Severity levels emitted in KitOutput.confidence_notes:

Severity Meaning Recommended action
ok Input matches training distribution Trust predictions
borderline Raw or QN Mahalanobis > 95%ile Use rankings, not quantitative AUC
pipeline_mismatch Raw > 99%ile, QN < 95%ile Pipeline differs but QN corrected it — still verify PC loadings
ood QN distance > 99%ile OR marker biology breaks Predictions unreliable; verify sample identity
far_ood Variance broken OR QN distance > 99.9%ile Input rejected; do not use

5. Validation examples (synthetic)

Verified with demo_kit_run.py and test_clinical_kit.py:

Input Expected Actual
Real BeatAML sample ok ✓ ok (Mahalanobis 6.3)
Lognormal synthetic counts pipeline_mismatch (QN saves) ✓ pipeline_mismatch (raw 36 → QN 4.5)
All zeros far_ood (variance) ✓ far_ood
Constant non-zero far_ood (variance) ✓ far_ood
Scaled real sample (×100 + 50) pipeline_mismatch ✓ pipeline_mismatch
Markers forced to zero ood (marker biology) ✓ ood
500 of 5000 genes (10% coverage) far_ood (variance from filling zeros) ✓ far_ood
Real sample with QN off ok (same as with QN) ✓ ok

6. What to do if your pipeline produces a pipeline_mismatch

This is common and expected if your lab’s pipeline differs from BeatAML’s in any way. The quantile normalization step inside project_and_qc() will align distributions, and predictions should be usable. But:

  1. Run 3-5 known AML samples through your pipeline and through BeatAML’s pipeline side-by-side. If the kit’s predictions for these samples agree with published AML targeted-therapy response (e.g., FLT3-ITD patient → predicted responder to Gilteritinib), trust your pipeline.
  2. If predictions systematically disagree, either (a) switch to the exact BeatAML pipeline or (b) fit a re-calibration transform (Layer 4 of the OOD-handling plan; see docs/kit_readiness.md).

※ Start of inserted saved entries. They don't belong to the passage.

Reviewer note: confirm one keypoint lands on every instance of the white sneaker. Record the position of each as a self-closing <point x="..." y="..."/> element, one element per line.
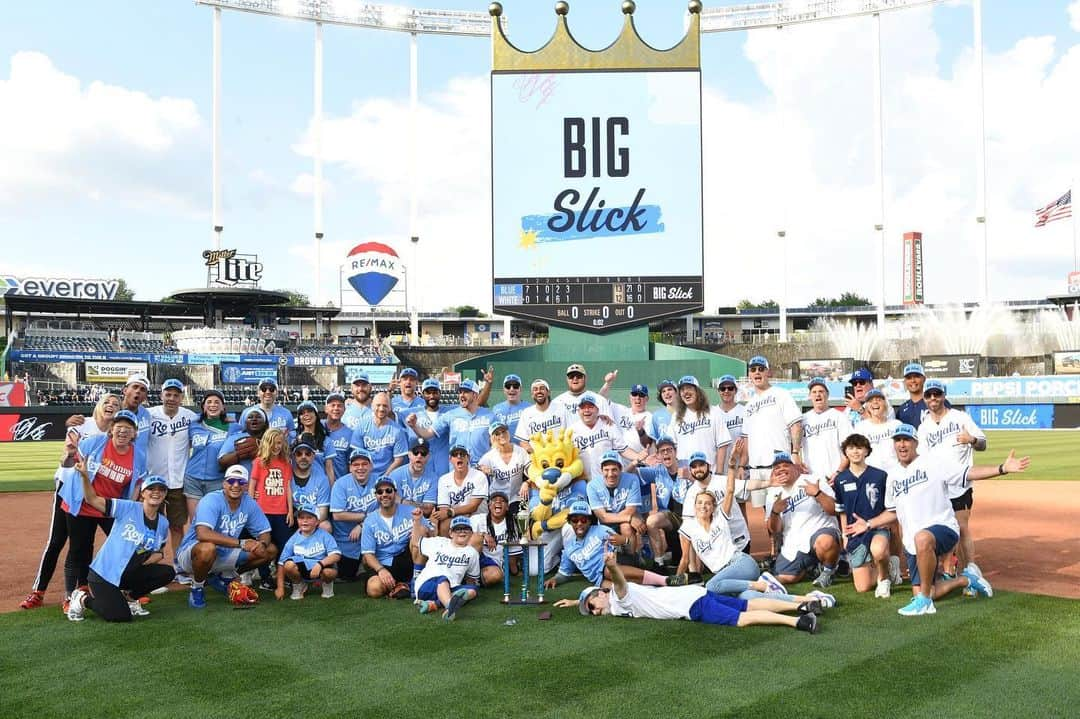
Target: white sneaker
<point x="77" y="606"/>
<point x="137" y="609"/>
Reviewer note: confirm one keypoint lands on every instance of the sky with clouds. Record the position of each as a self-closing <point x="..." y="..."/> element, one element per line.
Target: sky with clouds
<point x="105" y="147"/>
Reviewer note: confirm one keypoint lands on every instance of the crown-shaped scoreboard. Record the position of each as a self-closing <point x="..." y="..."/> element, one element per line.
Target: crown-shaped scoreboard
<point x="596" y="177"/>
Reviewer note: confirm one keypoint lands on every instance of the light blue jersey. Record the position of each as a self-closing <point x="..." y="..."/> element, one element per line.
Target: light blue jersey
<point x="584" y="555"/>
<point x="132" y="534"/>
<point x="309" y="548"/>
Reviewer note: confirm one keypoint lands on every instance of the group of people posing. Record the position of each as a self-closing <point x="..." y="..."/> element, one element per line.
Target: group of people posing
<point x="419" y="501"/>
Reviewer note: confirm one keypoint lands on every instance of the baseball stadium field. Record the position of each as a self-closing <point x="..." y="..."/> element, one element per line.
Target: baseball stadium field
<point x="1008" y="656"/>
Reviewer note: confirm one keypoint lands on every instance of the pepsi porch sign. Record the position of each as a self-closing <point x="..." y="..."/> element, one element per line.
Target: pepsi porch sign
<point x="596" y="195"/>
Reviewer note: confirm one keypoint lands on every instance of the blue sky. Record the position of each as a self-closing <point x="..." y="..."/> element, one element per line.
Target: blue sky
<point x="105" y="146"/>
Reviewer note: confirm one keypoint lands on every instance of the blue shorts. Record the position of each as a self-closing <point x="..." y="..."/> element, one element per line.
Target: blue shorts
<point x="945" y="539"/>
<point x="804" y="561"/>
<point x="717" y="609"/>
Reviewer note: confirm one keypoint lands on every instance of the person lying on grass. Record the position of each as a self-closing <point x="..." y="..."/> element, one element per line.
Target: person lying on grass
<point x="693" y="602"/>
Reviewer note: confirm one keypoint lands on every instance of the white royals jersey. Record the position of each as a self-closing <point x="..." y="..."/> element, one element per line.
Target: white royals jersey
<point x="170" y="446"/>
<point x="802" y="516"/>
<point x="822" y="434"/>
<point x="920" y="493"/>
<point x="768" y="416"/>
<point x="939" y="436"/>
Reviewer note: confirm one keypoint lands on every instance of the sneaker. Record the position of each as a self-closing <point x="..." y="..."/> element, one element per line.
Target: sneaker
<point x="895" y="577"/>
<point x="917" y="607"/>
<point x="197" y="598"/>
<point x="76" y="606"/>
<point x="775" y="586"/>
<point x="979" y="584"/>
<point x="32" y="600"/>
<point x="825" y="598"/>
<point x="807" y="623"/>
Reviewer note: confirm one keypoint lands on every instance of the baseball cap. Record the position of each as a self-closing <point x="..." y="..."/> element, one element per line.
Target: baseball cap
<point x="360" y="453"/>
<point x="172" y="384"/>
<point x="610" y="457"/>
<point x="914" y="368"/>
<point x="579" y="507"/>
<point x="758" y="361"/>
<point x="862" y="374"/>
<point x="584" y="597"/>
<point x="905" y="431"/>
<point x="154" y="480"/>
<point x="126" y="416"/>
<point x="138" y="379"/>
<point x="780" y="458"/>
<point x="934" y="384"/>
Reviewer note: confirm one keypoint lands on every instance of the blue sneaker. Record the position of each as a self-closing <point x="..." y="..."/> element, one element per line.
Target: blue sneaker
<point x="977" y="584"/>
<point x="917" y="607"/>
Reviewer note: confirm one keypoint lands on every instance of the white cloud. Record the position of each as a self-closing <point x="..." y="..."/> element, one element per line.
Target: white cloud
<point x="61" y="139"/>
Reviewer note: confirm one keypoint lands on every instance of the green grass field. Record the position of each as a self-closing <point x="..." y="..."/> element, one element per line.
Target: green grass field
<point x="1004" y="656"/>
<point x="28" y="466"/>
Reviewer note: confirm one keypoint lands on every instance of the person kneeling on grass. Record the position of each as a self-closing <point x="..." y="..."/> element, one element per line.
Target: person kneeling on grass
<point x="132" y="556"/>
<point x="447" y="561"/>
<point x="310" y="555"/>
<point x="693" y="602"/>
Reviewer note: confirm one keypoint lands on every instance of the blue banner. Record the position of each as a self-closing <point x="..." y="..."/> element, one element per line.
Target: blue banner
<point x="237" y="374"/>
<point x="1013" y="417"/>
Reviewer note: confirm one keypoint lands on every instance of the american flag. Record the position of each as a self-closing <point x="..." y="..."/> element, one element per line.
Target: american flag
<point x="1056" y="209"/>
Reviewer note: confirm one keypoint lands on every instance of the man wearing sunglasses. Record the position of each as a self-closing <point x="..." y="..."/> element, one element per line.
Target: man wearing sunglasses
<point x="385" y="544"/>
<point x="213" y="548"/>
<point x="417" y="482"/>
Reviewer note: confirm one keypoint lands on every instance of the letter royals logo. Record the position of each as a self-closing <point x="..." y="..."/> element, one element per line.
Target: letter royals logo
<point x="374" y="270"/>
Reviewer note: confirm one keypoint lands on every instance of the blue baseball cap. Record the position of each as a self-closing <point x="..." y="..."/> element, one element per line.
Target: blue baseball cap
<point x="934" y="384"/>
<point x="914" y="368"/>
<point x="610" y="457"/>
<point x="698" y="457"/>
<point x="862" y="374"/>
<point x="905" y="431"/>
<point x="580" y="509"/>
<point x="360" y="453"/>
<point x="126" y="416"/>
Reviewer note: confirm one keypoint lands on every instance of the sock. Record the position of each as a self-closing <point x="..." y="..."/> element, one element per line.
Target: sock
<point x="652" y="579"/>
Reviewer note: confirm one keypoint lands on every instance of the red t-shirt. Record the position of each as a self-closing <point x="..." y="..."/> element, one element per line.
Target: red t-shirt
<point x="269" y="483"/>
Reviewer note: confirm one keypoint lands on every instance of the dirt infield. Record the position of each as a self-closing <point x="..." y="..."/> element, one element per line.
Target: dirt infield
<point x="1025" y="539"/>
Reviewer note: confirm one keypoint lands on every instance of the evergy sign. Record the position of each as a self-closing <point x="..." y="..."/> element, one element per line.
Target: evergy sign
<point x="59" y="287"/>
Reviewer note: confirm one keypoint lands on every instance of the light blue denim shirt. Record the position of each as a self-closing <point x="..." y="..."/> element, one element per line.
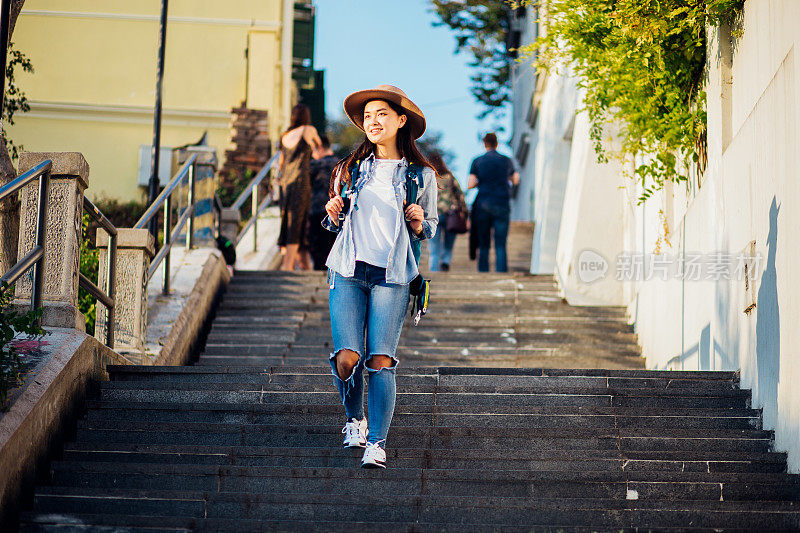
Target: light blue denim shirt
<point x="401" y="267"/>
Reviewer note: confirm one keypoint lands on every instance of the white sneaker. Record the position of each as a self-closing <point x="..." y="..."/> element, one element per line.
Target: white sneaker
<point x="355" y="433"/>
<point x="374" y="457"/>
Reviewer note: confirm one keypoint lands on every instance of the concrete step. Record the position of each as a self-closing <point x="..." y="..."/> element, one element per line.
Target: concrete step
<point x="648" y="485"/>
<point x="418" y="458"/>
<point x="287" y="414"/>
<point x="422" y="509"/>
<point x="704" y="460"/>
<point x="709" y="376"/>
<point x="270" y="435"/>
<point x="116" y="523"/>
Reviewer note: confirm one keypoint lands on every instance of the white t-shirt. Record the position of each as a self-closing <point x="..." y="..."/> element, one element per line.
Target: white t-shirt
<point x="375" y="220"/>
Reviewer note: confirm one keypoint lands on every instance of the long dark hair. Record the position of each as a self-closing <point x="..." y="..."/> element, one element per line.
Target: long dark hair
<point x="301" y="116"/>
<point x="405" y="145"/>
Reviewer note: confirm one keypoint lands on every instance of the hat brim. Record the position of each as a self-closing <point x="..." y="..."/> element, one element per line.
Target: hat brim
<point x="354" y="108"/>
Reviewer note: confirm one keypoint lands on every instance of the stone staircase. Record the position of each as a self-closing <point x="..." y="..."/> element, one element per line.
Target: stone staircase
<point x="483" y="438"/>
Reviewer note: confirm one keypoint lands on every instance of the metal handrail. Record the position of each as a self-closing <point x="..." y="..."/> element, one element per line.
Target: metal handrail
<point x="253" y="221"/>
<point x="240" y="200"/>
<point x="107" y="297"/>
<point x="164" y="199"/>
<point x="161" y="198"/>
<point x="255" y="207"/>
<point x="34" y="258"/>
<point x="167" y="247"/>
<point x="218" y="208"/>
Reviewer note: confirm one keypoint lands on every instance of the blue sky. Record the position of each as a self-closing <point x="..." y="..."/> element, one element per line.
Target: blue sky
<point x="364" y="43"/>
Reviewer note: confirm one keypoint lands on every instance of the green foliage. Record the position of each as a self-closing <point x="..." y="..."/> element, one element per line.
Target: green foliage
<point x="641" y="63"/>
<point x="481" y="27"/>
<point x="12" y="323"/>
<point x="15" y="99"/>
<point x="89" y="266"/>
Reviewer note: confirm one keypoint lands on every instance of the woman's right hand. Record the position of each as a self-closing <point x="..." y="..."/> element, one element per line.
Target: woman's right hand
<point x="334" y="207"/>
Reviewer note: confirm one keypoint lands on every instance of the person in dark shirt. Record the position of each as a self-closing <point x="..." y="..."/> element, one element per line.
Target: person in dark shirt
<point x="320" y="240"/>
<point x="494" y="175"/>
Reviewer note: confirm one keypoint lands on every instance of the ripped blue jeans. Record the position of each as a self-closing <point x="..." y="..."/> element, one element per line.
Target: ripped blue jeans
<point x="367" y="317"/>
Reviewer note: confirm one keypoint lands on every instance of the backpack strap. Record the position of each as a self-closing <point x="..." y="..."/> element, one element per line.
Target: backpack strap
<point x="414" y="183"/>
<point x="354" y="174"/>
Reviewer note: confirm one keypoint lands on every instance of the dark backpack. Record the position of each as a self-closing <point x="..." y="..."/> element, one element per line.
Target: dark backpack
<point x="414" y="182"/>
<point x="419" y="288"/>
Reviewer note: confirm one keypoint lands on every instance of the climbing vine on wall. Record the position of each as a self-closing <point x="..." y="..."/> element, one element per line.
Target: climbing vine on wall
<point x="641" y="63"/>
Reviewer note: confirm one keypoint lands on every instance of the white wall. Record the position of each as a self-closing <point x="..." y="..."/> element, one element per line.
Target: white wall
<point x="592" y="203"/>
<point x="523" y="80"/>
<point x="750" y="193"/>
<point x="551" y="166"/>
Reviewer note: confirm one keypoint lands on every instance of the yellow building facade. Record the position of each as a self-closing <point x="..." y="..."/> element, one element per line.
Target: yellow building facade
<point x="93" y="89"/>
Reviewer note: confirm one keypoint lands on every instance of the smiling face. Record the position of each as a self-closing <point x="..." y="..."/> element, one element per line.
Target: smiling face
<point x="381" y="122"/>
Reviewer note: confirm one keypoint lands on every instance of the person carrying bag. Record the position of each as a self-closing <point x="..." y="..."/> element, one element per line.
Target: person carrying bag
<point x="452" y="216"/>
<point x="374" y="260"/>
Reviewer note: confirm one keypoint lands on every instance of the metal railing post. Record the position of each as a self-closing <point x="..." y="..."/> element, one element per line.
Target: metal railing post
<point x="255" y="218"/>
<point x="167" y="225"/>
<point x="41" y="226"/>
<point x="190" y="205"/>
<point x="111" y="289"/>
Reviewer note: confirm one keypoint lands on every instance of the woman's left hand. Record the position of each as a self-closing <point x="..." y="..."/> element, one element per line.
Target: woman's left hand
<point x="415" y="215"/>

7. What to do if you get ood or far_ood

  1. Check the gene ID column. Is it HUGO symbols (FLT3, CD34) or Ensembl IDs (ENSG00000...)? The kit needs HUGO.
  2. Check the sample — is it actually AML? Peripheral blood, bone marrow, or leukemic blast fraction? Non-malignant samples will fail.
  3. Check library size — samples with < 5M mapped reads often fail QC.
  4. Check FastQC — adapter contamination, low-quality reads, or high duplicate rate cause distribution shifts.
  5. Do not use predictions from a far_ood sample.

8. Persistence and versioning

The preprocessor bundle (beataml_rna_preprocessor.joblib) is part of the model artifact set and is version-locked with the trained Baseline A MLP. Its schema_version field (currently beataml_rna_pca_v3_qc_markers) is bumped whenever the feature schema changes. The kit refuses to run if the MLP checkpoint’s feature_cols length doesn’t match the bundle’s.